So, it’s March 17. Two months from now will see the release of the first in my novella series, Have a Bite. If you’ve gone through the process of publishing a book, you know that after you send off your manuscript, you go through a wait period, and then boom, everything starts coming at you in the few months prior to publications and it’s a whirlwind.
I’m at that stage right now and I’m going through something that many authors go through: an intense dislike for what I’ve written. This is a direct result of reading something several times in a row, back to back. You start to drown in your own words and you lose perspective. You’re no longer sure that what you’ve written makes sense, flows, or appeals.
You know when you’ve been looking at a word so long that you’re no longer sure that it’s spelled correctly? In fact, you’re pretty sure that it’s spelled incorrectly. It just doesn’t look right to you. But when you look it up, it is correct after all.
That’s kind of how it is when you’ve looked at the same work over and over again—you’re just absolutely sure that it’s wrong. All wrong. The characters are wrong, the dialogue is wrong, the plot is wrong, the descriptions and details are wrong. Wrong, wrong, wrong.
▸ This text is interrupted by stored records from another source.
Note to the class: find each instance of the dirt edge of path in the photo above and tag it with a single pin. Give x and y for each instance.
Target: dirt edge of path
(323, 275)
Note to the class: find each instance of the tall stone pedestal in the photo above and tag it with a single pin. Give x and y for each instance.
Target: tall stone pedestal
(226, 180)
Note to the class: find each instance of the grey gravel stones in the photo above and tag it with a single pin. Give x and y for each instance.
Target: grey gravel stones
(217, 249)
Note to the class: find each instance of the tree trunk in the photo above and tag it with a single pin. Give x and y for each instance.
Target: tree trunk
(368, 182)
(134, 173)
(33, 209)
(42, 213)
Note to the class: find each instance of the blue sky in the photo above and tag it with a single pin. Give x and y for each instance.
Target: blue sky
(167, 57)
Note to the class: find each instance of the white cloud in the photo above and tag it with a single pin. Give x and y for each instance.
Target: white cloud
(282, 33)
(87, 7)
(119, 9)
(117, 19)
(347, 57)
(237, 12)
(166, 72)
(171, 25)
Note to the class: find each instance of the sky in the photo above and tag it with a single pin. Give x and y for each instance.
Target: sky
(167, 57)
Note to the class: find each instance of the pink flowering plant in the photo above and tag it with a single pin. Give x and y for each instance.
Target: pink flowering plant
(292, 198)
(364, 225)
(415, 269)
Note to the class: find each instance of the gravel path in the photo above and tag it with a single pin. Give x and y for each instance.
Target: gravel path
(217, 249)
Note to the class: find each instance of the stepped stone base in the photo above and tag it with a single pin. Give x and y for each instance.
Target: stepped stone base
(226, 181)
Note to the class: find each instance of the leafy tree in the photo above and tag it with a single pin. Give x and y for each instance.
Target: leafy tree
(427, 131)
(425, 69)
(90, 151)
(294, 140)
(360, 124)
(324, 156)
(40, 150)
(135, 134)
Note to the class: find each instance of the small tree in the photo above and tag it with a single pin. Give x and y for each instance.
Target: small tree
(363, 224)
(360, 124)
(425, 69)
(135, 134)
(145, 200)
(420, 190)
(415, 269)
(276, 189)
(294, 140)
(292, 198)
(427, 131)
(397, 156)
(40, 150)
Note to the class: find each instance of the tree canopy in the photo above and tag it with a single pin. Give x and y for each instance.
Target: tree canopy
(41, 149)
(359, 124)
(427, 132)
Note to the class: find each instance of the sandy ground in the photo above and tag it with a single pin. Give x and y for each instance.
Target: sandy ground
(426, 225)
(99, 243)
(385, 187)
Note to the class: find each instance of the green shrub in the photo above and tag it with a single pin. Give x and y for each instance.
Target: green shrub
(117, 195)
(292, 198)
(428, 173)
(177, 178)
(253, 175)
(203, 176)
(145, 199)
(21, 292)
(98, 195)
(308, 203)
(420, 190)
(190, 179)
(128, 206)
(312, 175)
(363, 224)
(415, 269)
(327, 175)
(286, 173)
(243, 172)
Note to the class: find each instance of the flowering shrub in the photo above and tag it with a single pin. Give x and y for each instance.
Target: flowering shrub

But here’s the thing. When you get a chance to step back, your perspective will realign, and you may come to like it again.
So, here’s my plan, and what I suggest for those of you who are, or will be, in the throes of going through edited manuscripts:
- Power through all your edits.
- Close out your files and don’t look at them again for a while.
- Put away any paper files that you may have in a drawer or someplace where you can’t see them.
- Take at least one day to not do anything writing related. (I know, I know. For those of you who are swamped and facing deadlines, this is a difficult thing to do. But if it’s doable for you, take the day. It will do wonders for your mental health.)
- Go get a massage.
- Go have a nice dinner out somewhere.
- Have a celebratory drink (non-alcoholic is okay, but try to make it something special, something you wouldn’t normally have).
Cheers. I’ll see you all on the other side.